# Gypsy Nirvana ?? why



## BushyKush420 (Feb 26, 2007)

why do they now ask for you to make an account? i was on here b4 and it never ask that.. and i would hope that they would destroy all evidence of any body who purchases what have ya.... why would they want account info has any body signed up and bought after signing up????

are they still safe??:argue:


----------



## THE BROTHER'S GRUNT (Feb 26, 2007)

BushyKush420 said:
			
		

> why do they now ask for you to make an account? i was on here b4 and it never ask that.. and i would hope that they would destroy all evidence of any body who purchases what have ya.... why would they want account info has any body signed up and bought after signing up????
> 
> are they still safe??:argue:


*Sup BK420. If i'm not mistaken we had to make an account when we ordered from them a year ago.
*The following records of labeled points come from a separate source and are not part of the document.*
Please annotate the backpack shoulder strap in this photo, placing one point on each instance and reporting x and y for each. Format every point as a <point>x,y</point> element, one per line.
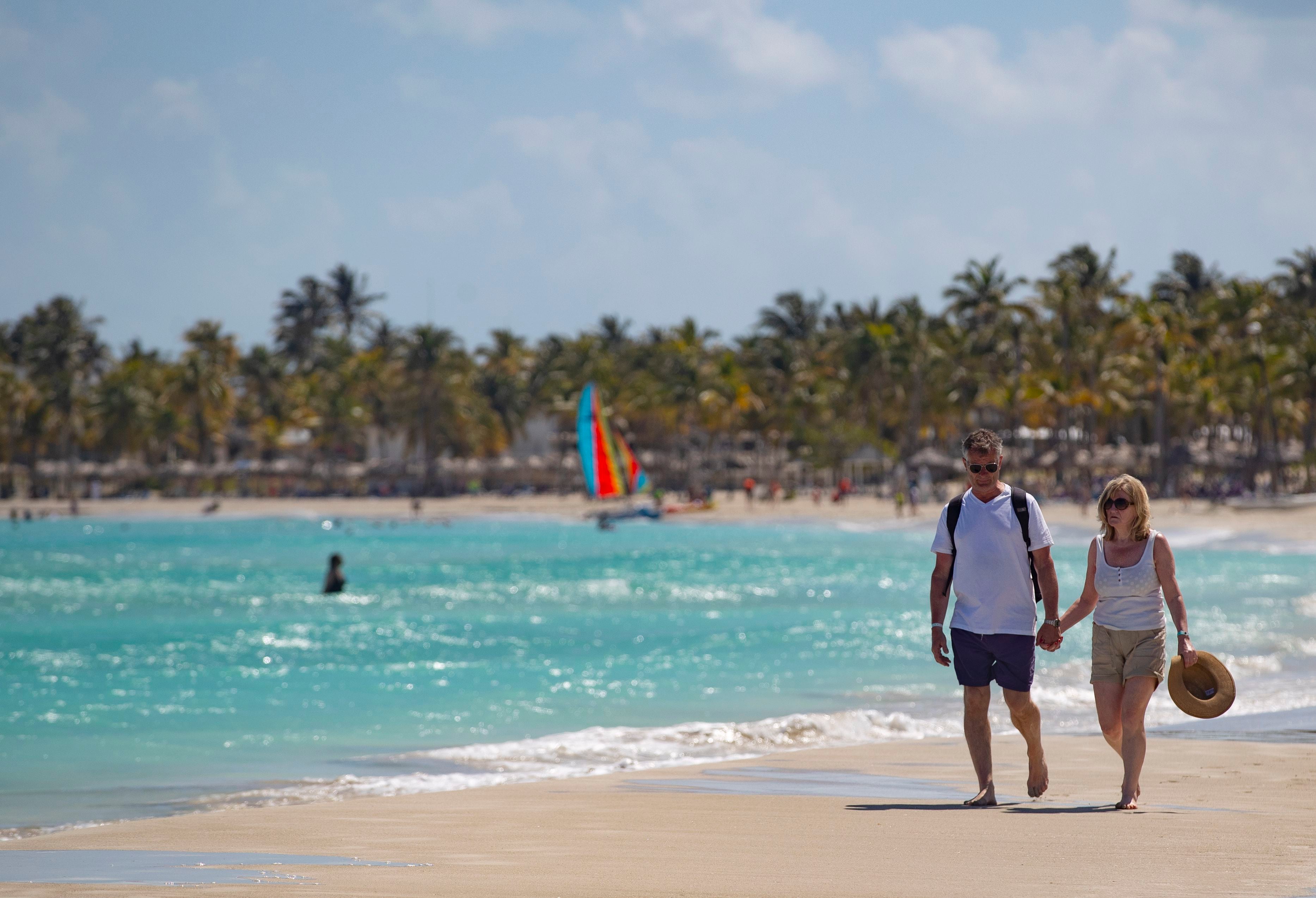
<point>1019,502</point>
<point>953,509</point>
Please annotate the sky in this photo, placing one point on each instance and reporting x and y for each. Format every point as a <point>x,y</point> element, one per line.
<point>536,165</point>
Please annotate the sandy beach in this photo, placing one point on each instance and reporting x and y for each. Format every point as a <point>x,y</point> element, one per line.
<point>1219,818</point>
<point>1169,515</point>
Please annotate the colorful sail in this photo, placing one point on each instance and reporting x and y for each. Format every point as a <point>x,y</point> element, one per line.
<point>631,470</point>
<point>608,465</point>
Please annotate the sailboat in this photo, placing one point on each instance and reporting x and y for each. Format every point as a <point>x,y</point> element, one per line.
<point>611,468</point>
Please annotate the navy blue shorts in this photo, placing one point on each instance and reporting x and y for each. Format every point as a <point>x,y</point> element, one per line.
<point>1006,658</point>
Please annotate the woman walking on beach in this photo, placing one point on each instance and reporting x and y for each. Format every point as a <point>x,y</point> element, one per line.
<point>1130,576</point>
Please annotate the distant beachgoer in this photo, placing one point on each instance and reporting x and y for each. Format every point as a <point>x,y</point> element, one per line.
<point>994,545</point>
<point>335,582</point>
<point>1130,576</point>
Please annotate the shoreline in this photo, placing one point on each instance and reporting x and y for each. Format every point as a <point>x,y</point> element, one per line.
<point>814,822</point>
<point>1290,726</point>
<point>1284,525</point>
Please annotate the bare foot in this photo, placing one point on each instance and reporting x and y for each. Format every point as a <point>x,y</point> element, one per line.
<point>1038,776</point>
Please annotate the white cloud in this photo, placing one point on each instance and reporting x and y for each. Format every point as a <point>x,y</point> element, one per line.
<point>478,21</point>
<point>753,45</point>
<point>172,103</point>
<point>420,88</point>
<point>1194,93</point>
<point>697,217</point>
<point>1173,62</point>
<point>489,205</point>
<point>40,133</point>
<point>14,41</point>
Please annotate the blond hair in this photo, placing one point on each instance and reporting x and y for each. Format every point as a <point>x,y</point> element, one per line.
<point>1138,495</point>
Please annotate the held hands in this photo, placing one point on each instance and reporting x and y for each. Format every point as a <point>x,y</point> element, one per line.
<point>1049,637</point>
<point>939,647</point>
<point>1188,653</point>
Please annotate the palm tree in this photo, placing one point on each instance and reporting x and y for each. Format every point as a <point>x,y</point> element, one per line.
<point>126,403</point>
<point>60,351</point>
<point>265,403</point>
<point>993,329</point>
<point>436,395</point>
<point>504,382</point>
<point>204,383</point>
<point>1297,286</point>
<point>303,317</point>
<point>349,297</point>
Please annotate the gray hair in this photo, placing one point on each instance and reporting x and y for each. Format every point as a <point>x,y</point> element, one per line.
<point>982,441</point>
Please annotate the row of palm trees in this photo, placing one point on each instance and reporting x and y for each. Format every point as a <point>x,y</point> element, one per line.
<point>1073,358</point>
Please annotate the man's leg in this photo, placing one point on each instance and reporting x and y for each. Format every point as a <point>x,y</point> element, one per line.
<point>1138,693</point>
<point>1110,699</point>
<point>978,736</point>
<point>1028,720</point>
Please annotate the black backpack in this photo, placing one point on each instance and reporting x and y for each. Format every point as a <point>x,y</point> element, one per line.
<point>1019,502</point>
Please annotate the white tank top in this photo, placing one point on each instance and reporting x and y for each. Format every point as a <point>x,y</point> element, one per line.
<point>1128,599</point>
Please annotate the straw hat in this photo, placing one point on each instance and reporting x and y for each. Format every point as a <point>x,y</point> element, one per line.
<point>1206,689</point>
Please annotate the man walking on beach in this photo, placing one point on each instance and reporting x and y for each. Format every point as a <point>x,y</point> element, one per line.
<point>994,542</point>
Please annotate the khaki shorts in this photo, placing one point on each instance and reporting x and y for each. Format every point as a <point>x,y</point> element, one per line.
<point>1122,654</point>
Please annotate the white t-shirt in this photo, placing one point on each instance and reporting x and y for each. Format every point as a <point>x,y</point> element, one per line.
<point>994,591</point>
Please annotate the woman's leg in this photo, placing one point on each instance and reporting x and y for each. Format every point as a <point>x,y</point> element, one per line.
<point>1110,697</point>
<point>1138,693</point>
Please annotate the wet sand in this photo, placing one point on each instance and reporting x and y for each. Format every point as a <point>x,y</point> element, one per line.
<point>1218,818</point>
<point>1168,515</point>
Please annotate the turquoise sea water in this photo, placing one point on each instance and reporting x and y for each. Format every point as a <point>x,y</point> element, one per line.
<point>154,667</point>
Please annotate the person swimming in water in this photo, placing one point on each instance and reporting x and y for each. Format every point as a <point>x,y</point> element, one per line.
<point>335,582</point>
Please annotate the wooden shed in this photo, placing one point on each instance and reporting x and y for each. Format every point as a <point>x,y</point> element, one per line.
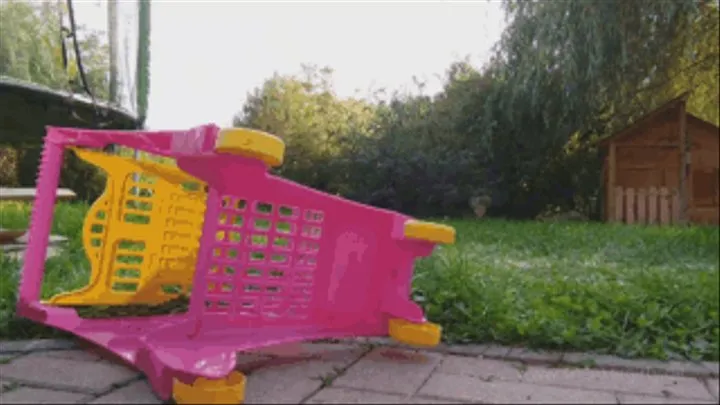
<point>647,177</point>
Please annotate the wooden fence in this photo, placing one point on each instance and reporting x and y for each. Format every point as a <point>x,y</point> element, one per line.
<point>646,206</point>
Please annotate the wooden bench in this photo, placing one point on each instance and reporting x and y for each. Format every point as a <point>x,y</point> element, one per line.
<point>15,240</point>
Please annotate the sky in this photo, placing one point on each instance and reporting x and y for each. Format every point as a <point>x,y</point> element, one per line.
<point>206,56</point>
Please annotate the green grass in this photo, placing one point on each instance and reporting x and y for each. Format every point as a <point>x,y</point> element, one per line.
<point>625,290</point>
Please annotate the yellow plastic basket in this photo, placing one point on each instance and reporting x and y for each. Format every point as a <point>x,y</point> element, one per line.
<point>142,235</point>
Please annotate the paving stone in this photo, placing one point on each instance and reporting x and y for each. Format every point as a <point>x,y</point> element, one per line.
<point>646,399</point>
<point>7,386</point>
<point>464,350</point>
<point>39,369</point>
<point>685,368</point>
<point>138,392</point>
<point>289,384</point>
<point>534,357</point>
<point>298,379</point>
<point>348,396</point>
<point>419,400</point>
<point>631,383</point>
<point>27,395</point>
<point>390,370</point>
<point>24,346</point>
<point>714,367</point>
<point>485,369</point>
<point>351,396</point>
<point>471,389</point>
<point>496,352</point>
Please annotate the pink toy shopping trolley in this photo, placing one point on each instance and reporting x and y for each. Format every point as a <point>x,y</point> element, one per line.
<point>264,260</point>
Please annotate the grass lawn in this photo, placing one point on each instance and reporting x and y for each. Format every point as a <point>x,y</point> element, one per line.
<point>626,290</point>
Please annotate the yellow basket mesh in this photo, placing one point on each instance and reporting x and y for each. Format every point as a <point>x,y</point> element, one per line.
<point>142,235</point>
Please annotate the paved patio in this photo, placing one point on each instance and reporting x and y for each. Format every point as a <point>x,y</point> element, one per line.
<point>52,371</point>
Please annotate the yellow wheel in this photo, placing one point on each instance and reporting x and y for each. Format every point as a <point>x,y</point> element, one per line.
<point>229,390</point>
<point>429,232</point>
<point>415,334</point>
<point>251,143</point>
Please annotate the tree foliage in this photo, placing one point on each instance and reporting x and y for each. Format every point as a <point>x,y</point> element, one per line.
<point>521,130</point>
<point>31,48</point>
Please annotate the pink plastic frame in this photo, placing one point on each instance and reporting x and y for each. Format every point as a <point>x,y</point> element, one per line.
<point>346,271</point>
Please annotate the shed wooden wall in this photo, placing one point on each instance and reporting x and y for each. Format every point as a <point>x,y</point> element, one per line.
<point>704,176</point>
<point>650,156</point>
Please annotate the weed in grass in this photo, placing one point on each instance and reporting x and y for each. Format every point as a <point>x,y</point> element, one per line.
<point>625,290</point>
<point>614,289</point>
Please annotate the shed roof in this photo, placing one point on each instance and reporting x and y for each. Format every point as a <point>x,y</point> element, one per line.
<point>630,129</point>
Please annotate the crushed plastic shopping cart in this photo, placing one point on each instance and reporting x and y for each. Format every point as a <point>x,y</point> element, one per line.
<point>263,260</point>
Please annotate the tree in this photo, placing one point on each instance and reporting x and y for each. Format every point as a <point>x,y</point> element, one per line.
<point>304,111</point>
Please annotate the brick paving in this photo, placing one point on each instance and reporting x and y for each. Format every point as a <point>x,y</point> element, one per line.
<point>54,371</point>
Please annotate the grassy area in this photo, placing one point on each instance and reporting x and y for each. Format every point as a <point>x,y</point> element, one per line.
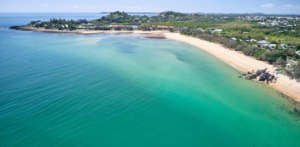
<point>237,28</point>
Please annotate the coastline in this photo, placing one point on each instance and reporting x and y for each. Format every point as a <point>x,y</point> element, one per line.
<point>148,34</point>
<point>241,62</point>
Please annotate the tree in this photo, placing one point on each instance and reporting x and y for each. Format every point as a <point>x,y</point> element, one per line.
<point>249,50</point>
<point>296,71</point>
<point>241,47</point>
<point>280,62</point>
Got the seeds with no problems. :aok: *


----------



## BushyKush420 (Feb 26, 2007)

oh really ok.. not that i ordered from em b4..

i just not to long ago visited there website and it was a different homepage, unlike now when you visit em its a direct to make an account...  but ok its always been like that.. and what if your making payment with cash whats the point of the account especially if im gonna give em ( not real info) besides my safe addy for delivery..


----------



## Stoney Bud (Feb 26, 2007)

Most businesses are required by their country to record sales for legal purposes like taxing and the like.

If you're worried about their practices, email them and ask. I'm sure they've heard all the questions before and have an answer waiting for you.

Good luck man!


----------



## BushyKush420 (Feb 26, 2007)

Hey is there a difference from ordering from the DOC getting nirvana seeds than goin to seed boutique and getting nirvana seeds?


----------



## longtimegrower (Mar 5, 2007)

I don`t think so its like going to mandella and ordering  seeds or going to seedbotique and ordering mandella they just both sell the same seeds. slim


----------



## flipmode (Mar 24, 2007)

what does it matter ur probaly gettin it shipped to ur a adress they would have it anyway atleast by making a  account sending money order u can lie about your  name sure they got ur ip but that dont prove ****


----------



## BushyKush420 (Mar 24, 2007)

flipmode said:
			
		

> what does it matter ur probaly gettin it shipped to ur a adress they would have it anyway atleast by making a account sending money order u can lie about your name sure they got ur ip but that dont prove ****


 
NOPE i would not wanna risk it.. i will send to my safe house along wit a different name.. just to be sure.. so no worries occur.


----------



## flipmode (Mar 25, 2007)

oh yeah but some people dont have safe houses but i know what u mean 





			
				BushyKush420 said:
			
		

> NOPE i would not wanna risk it.. i will send to my safe house along wit a different name.. just to be sure.. so no worries occur.


----------